Ich lasse das einfach mal so stehen, erstmal, und lese morgen noch mal nach, was für mich davon wichtig ist.
Der Text ist übrigens aus einer längeren Erzählung, vielleicht kommt der Charakter in der Kürze nicht rüber.
Hat der Text Dich wütend gemacht?
besten gruß
Detlef

Hi Fugu,

danke, danke, danke für die Zeit, die Du dem Text schenktest.
Ist wohl etwas aus dem Zusammenhang gerissen. Also, der Text ist aus einer Erzählung, einer Biografie.
Daher finde ich, der Schwiegervater sollte nicht näher beschrieben werden, weil er im gesamten nur eine zu vernachlässigende Rolle spielt. Er steht einfach für das Patriarchat, das musste zu dieser Zeit nicht viel erklären, das war 1983. Michael ist ein Kriegsenkel, seine Eltern waren Kinder im 2.Weltkrieg und deren Eltern waren Erwachsene in diesem Krieg und er, also Michael, ist auf der Suche nach einem Ort, an dem er sich sicher fühlen kann. Denn den hat er nicht und selbst seine Mutter und seine Schwester können ihm auch keine Sicherheit geben. Ich weiß nicht, wo er ihn endlich mal finden wird, diesen Ort. Ist ja auch eher etwas Inneres, was er versucht, außen zu finden.
Der Titel ist so gemeint, dass die Rasur-Aktion beiläufig passiert, genau, wie über Einwecken und Konfitürekochen zu sprechen.

Besten Gruß

 

Der Text ist übrigens aus einer längeren Erzählung, vielleicht kommt der Charakter in der Kürze nicht rüber.
Hat der Text Dich wütend gemacht?

Ich frage mich immer, wie man einfach einen Teil aus einer längeren Erzählung herausschnippelt und dann als eigenständige Kurzgeschichte präsentieren kann.
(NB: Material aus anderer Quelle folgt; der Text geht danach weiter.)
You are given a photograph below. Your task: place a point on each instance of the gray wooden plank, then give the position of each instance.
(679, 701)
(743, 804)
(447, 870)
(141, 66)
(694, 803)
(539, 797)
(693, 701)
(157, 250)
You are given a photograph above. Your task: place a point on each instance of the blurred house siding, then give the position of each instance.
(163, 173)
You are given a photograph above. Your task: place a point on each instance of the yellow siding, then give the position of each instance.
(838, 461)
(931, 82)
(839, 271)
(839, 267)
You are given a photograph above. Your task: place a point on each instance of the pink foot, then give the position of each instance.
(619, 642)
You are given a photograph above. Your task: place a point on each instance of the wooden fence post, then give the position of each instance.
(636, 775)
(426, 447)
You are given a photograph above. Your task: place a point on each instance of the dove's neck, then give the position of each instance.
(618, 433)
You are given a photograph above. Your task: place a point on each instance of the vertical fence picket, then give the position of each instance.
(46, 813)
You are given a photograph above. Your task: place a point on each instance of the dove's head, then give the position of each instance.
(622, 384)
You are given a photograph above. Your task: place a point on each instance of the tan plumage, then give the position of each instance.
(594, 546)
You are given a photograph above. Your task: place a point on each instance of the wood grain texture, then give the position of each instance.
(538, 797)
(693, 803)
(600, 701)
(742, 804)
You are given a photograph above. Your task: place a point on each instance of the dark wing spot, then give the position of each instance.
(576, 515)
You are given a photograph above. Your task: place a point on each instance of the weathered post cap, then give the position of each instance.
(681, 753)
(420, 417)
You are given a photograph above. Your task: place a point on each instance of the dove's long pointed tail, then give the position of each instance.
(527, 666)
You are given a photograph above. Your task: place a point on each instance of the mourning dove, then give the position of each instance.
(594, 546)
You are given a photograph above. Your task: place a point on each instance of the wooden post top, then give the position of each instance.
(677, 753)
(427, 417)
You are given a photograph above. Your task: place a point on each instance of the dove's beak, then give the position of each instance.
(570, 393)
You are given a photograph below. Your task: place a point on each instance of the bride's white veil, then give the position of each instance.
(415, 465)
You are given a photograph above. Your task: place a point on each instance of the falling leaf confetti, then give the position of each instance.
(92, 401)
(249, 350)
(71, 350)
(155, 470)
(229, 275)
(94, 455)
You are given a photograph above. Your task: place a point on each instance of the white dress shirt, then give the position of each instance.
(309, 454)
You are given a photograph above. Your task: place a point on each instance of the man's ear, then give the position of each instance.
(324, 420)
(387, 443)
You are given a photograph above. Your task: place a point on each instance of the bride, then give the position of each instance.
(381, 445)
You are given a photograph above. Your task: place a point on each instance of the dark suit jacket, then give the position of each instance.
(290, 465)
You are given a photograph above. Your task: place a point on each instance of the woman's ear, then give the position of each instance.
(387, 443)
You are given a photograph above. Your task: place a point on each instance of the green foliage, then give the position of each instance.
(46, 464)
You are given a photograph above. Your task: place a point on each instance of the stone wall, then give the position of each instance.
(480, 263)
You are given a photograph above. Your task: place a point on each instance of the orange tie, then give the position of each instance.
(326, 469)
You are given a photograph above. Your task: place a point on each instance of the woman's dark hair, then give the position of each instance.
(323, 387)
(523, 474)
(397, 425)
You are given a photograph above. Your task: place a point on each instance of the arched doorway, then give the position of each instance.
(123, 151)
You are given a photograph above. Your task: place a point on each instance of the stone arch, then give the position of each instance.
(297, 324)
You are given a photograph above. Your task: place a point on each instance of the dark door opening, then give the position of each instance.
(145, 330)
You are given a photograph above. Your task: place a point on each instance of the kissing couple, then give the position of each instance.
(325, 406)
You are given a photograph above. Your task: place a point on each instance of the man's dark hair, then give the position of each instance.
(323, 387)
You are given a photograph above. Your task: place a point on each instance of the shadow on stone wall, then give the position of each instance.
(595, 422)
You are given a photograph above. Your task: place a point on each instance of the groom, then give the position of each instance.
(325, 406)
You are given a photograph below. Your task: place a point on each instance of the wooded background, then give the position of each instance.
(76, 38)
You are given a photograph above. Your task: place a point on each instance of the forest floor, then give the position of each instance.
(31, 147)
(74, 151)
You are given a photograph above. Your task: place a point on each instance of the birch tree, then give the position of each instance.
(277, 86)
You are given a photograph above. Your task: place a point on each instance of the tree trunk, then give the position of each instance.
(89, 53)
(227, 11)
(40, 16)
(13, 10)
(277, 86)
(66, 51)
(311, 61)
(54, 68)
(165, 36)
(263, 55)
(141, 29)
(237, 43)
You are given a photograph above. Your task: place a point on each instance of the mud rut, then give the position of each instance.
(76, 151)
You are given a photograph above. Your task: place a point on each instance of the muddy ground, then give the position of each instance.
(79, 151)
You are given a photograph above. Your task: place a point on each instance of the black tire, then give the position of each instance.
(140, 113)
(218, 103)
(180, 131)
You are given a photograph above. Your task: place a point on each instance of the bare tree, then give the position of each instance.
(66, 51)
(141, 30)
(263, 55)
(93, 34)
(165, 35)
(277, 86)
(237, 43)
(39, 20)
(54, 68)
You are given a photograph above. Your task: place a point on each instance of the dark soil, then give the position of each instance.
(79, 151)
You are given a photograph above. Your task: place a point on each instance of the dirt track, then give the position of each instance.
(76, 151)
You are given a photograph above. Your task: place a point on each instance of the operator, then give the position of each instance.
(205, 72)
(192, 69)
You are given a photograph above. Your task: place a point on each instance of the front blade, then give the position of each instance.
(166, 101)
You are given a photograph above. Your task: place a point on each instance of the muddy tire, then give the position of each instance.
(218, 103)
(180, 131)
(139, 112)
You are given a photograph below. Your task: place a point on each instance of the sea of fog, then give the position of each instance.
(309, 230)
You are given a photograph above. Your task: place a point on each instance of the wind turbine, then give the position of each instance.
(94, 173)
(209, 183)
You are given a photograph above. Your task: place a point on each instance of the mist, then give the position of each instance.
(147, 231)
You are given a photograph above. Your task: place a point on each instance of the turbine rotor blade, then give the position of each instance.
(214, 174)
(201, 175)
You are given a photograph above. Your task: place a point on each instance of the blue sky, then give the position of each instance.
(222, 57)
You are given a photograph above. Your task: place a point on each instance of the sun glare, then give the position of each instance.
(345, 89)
Ich meine, ich suche aus einer Minestrone auch nicht nur z.B. die Bohnen heraus, serviere sie separat und sage, dass sei dann die Vorspeise.

Wütend hat mich der Text nicht gemacht. Schulterzucken würde eher passen.

Liebe Grüße
bernadette

 

Hi bernadette,

Episodenerzählungen sind nichts neues.
Das mit der Minestrone finde ich klasse. Wäre die Minestrone noch eine solche, wenn die Bohnen fehlten? Die Bohnen bleiben Bohnen, auch ohne Minestrone, doch, was für eine langweilige Vorspeise. Obwohl, wenn man sie richtig zubereitet, mit Salz, Zwiebeln, Knoblauch und Olivenöl und dazu frisches französisches Landbrot...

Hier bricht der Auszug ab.